Brian Nielsen, system technology architect at the Salk Institute's Computational Neurobiology Laboratory, works in a scientific computing environment with a large amount of variable workloads, thus needing real-time analysis and retiering provided by Network link storage devices of Avere Systems Inc. The first is just a trial, and finally buying specialized devices, he said, is a challenge for data transfer and the identification of what data to move.
Unlike previous ILM products, the data re-tiering is done sporadically and only based on the last access, the Avere system can " perform logging for multiple files. Calculate different I / O or dynamic [data] layers "when application requirements change, Nielsen said.
Brian Bosserman, network and network executive at Foster Pepper PLLC, a Seattle-based law firm, is experimenting with fully automated storage stratification technology (FAST) by EMC Corp. on the Celerra EMC NS-480 running at the company's offices in Spokane and Seattle. He estimates that it will save 10% of the time currently spent monitoring the server's storage needs, then planning and executing the re-stratification of virtual machines among them. With FAST, he said, he hopes to let EMC's Rainfinity File Management Appliance do monitoring and migration " based on the policies I provide it ".
Installing FAST "is very simple ," Bosserman said. " It's like a virtual [VMware] device. I just import FAST devices, start as a UNIX computer, then infiltrate it through the web interface and perform management, install it from there."

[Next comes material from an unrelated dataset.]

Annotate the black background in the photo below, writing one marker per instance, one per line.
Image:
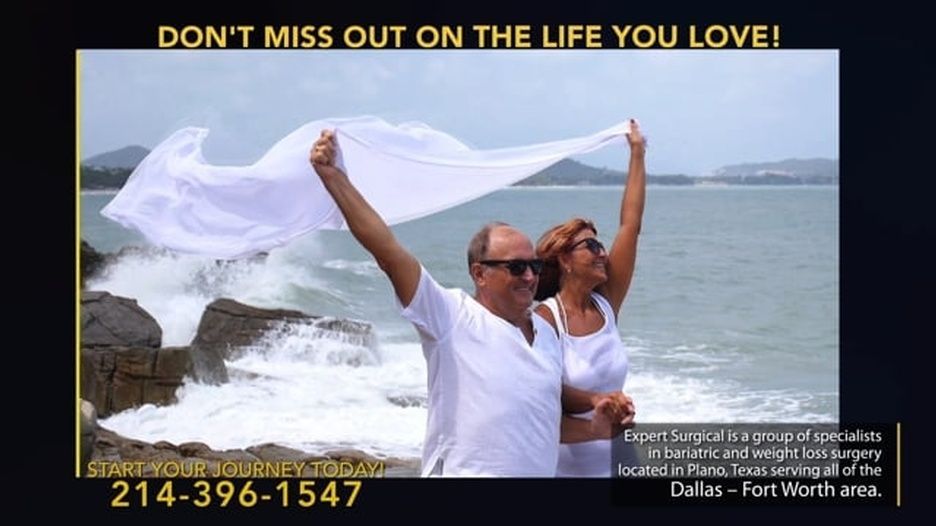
(887, 236)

However, data tiering automatically requires some operations such as data classification and policy setting to determine when certain types of data need to be migrated (based on age of data, application performance, or legal and regulatory requirements. Some say that all of the above crippled previous stratification methods like ILM. But at least one major user - Intel Corp CIO Diane Bryant - is putting a formal ILM process in place where automated tiering is being studied before. Bryant began an effort with ILM late last year to cut Intel's annual 35% growth in essential storage needs, and about 40% of structured data and 30% of data The company's structure is currently managed by ILM.
Sanford Coker, head of the Unix division and senior Unix administrator at Weill Cornell College of Medicine, began using 3Par Inc's Policy Advisor in his test and development environment. Installation is easy, he said, and creating each policy takes about 30 minutes, although editing them to optimize performance takes a week or longer. He said that it is estimated that about 25% of Fiber Channel disk usage could be cut by moving data to higher-capacity, less expensive SATA disks.
What's next?
When complete, automated data tiering can help accept the use of SSD drives for data storage, because it will help administrators adjust the stratification enough to ensure that they are getting benefits. Maximum benefit with the highest performance from the most expensive storage media. But now, according to storage administrators, vendors and analysts, SSD drives are too expensive for most mainstream users.

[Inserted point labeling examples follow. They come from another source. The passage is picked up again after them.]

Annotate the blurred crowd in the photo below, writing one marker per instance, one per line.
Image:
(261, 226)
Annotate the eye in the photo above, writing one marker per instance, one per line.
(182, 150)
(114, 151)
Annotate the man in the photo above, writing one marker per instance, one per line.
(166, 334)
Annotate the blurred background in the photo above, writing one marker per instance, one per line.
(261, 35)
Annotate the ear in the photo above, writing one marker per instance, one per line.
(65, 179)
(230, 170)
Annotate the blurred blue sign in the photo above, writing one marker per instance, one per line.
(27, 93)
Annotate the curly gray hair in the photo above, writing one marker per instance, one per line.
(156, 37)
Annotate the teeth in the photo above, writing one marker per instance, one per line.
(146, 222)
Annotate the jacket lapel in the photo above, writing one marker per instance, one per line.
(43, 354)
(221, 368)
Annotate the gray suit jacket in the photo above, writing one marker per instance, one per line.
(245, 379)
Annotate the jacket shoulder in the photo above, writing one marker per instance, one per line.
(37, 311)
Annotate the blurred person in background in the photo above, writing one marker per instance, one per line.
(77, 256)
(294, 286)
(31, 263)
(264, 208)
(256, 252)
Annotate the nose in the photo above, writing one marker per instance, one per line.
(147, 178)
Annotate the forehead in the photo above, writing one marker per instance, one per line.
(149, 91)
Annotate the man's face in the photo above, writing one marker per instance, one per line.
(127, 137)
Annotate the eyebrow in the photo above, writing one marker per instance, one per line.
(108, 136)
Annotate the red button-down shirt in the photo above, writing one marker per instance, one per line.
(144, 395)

Reichman says it is still cost effective in commercial space for performance thanks to "short-stroking" drives (this is the type of drive that only allows data to be written to external sectors of the disk surface. ) - as deliberately only using a portion of the disk space to improve their performance. Prices for free layering capabilities (for software already included in existing products) up to more than $ 50,000 for Avere FCN 2300 systems. Users, of course, are also a factor for the cost of classifying data and creating layered policies.

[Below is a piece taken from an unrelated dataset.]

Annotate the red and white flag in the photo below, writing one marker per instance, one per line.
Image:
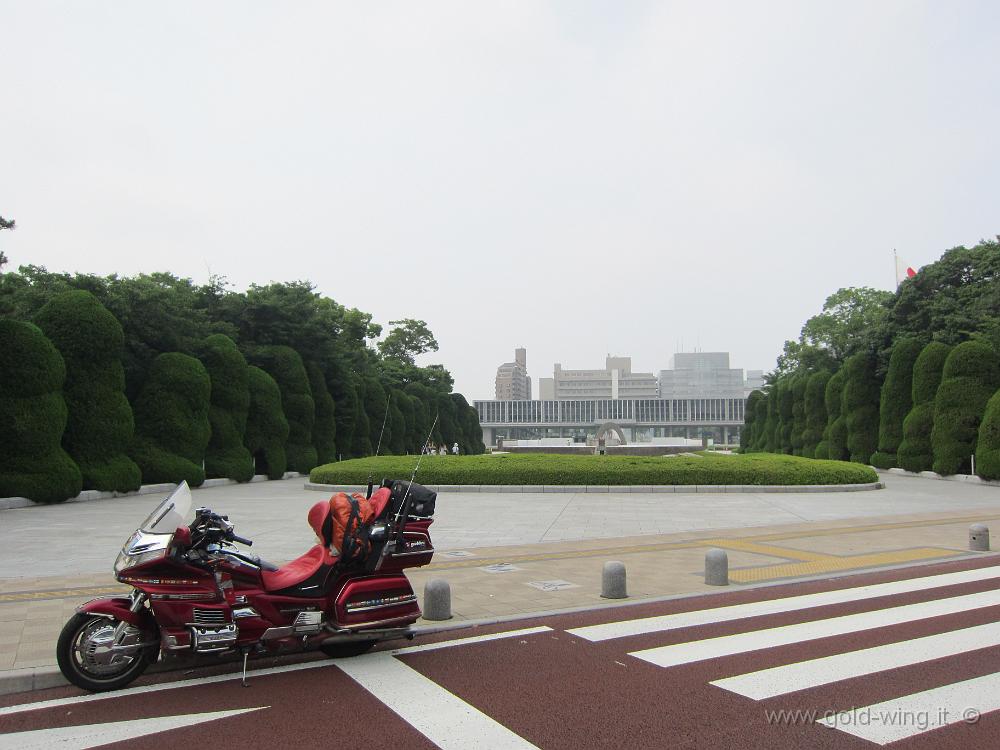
(903, 271)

Major distributors such as EMC are also working to automatically classify data into "cognitive applications," meaning the software will understand I / O needs as well as other usage patterns of applications. Popular applications and automatically stratified to meet these needs. Therefore interoperability will require standards for information about the data being re-stratified. One of them is the metadata standard being developed by the Storage Networking Industry Association.